Stochastic Momentum Index Forex Technical Analysis Forex Trading Signals
Developed by William Blau.
The Stochastic Momentum Index, SMI is an adaptation of the classic Stochastic Oscillator that smoothes out the stochastic oscillations.
Construction of Stochastic Momentum Index
This indicator is calculated by comparing the currency price relative to the average of an n number of periods.
Then instead of plotting these values directly, smoothing using an Exponential Moving Average is applied and then the values plotted to form the SMI.
When the closing price is greater than the average of the range, the SMI will move up.
When the closing price is less than the average of the range, the SMI will move down.
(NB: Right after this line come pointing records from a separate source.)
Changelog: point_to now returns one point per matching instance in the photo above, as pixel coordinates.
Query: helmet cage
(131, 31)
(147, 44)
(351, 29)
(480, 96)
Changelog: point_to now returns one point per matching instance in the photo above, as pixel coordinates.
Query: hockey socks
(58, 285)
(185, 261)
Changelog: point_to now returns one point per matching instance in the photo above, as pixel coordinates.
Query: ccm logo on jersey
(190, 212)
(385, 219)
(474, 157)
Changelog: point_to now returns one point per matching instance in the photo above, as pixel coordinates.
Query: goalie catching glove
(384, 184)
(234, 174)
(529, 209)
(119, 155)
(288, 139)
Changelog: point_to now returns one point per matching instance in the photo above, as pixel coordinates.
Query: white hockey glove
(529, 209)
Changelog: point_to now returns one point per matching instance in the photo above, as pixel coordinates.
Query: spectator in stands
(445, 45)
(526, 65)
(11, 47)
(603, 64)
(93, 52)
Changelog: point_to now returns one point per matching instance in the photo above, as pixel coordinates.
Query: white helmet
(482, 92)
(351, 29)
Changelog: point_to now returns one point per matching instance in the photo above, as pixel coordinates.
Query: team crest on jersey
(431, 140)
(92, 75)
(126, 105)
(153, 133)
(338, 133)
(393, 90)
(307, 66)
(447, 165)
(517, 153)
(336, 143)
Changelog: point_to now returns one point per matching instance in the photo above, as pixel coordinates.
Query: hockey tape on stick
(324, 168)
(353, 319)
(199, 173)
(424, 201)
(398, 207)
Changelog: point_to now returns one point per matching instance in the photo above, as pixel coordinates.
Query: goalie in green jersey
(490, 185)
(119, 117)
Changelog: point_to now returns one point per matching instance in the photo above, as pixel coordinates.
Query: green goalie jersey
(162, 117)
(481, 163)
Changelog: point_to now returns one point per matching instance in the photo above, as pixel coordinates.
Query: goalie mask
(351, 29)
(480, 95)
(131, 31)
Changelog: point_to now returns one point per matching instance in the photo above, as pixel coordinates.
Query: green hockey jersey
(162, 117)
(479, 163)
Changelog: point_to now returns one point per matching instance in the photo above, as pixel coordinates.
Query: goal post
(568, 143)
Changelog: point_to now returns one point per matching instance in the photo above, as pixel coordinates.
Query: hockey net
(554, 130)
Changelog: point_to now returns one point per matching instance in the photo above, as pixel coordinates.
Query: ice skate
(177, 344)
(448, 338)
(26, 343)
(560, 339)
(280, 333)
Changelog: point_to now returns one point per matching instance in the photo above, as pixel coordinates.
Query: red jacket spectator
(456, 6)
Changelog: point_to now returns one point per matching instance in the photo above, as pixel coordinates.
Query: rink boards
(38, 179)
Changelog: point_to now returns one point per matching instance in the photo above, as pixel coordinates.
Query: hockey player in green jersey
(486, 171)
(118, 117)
This oscillator ranges between the values of +100 and -100, this indicator is also less prone to whipsaws compared to the stochastic oscillator.
Forex Technical Analysis and Generating Forex Trading Signals
Buy and Sell Signals/ Crossover Signals
The Stochastic Momentum Index can be used to generate buy and sell signals using the method shown below, Buy when the SMI is heading upwards and sell when its heading downwards.
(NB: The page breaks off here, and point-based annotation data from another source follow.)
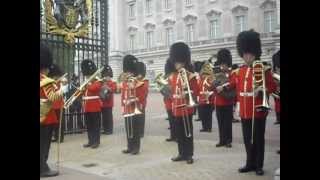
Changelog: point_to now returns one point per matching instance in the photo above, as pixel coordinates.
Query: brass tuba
(259, 84)
(207, 72)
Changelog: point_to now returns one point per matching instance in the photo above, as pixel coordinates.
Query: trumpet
(276, 77)
(79, 91)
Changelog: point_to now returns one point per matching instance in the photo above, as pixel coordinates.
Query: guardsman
(197, 67)
(55, 73)
(253, 108)
(224, 104)
(48, 117)
(165, 91)
(184, 88)
(205, 95)
(92, 104)
(108, 89)
(144, 90)
(132, 103)
(276, 71)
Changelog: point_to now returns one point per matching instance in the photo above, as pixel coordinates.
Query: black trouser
(45, 141)
(133, 131)
(185, 144)
(255, 151)
(93, 127)
(56, 128)
(171, 124)
(224, 117)
(107, 119)
(205, 114)
(278, 116)
(75, 112)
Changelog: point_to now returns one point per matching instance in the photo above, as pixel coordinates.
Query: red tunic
(138, 92)
(277, 105)
(204, 86)
(91, 99)
(108, 103)
(220, 100)
(51, 117)
(243, 84)
(168, 103)
(177, 99)
(58, 104)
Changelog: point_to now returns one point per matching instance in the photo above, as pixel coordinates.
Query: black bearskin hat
(88, 67)
(107, 71)
(224, 57)
(234, 66)
(129, 64)
(180, 52)
(249, 42)
(141, 69)
(197, 66)
(45, 56)
(276, 60)
(168, 67)
(54, 70)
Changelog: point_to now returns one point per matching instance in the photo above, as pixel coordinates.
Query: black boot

Buy and Sell Signals/ Crossover Signals
Overbought/Oversold Level Crossovers
- Overbought levels above +40
- Oversold levels below -40
Buy signal is generated when this oscillator falls below oversold level and then rises above this level and starts to move upwards.
Sell Signal is generated when this oscillator rises above overbought level and then falls below this level and starts to move downwards.
Divergence Trading
The example below shows a bearish classic divergence between the price and the SMI. When the Stochastic Momentum Index showed this divergence the price trend reversed and started to move in a downward direction.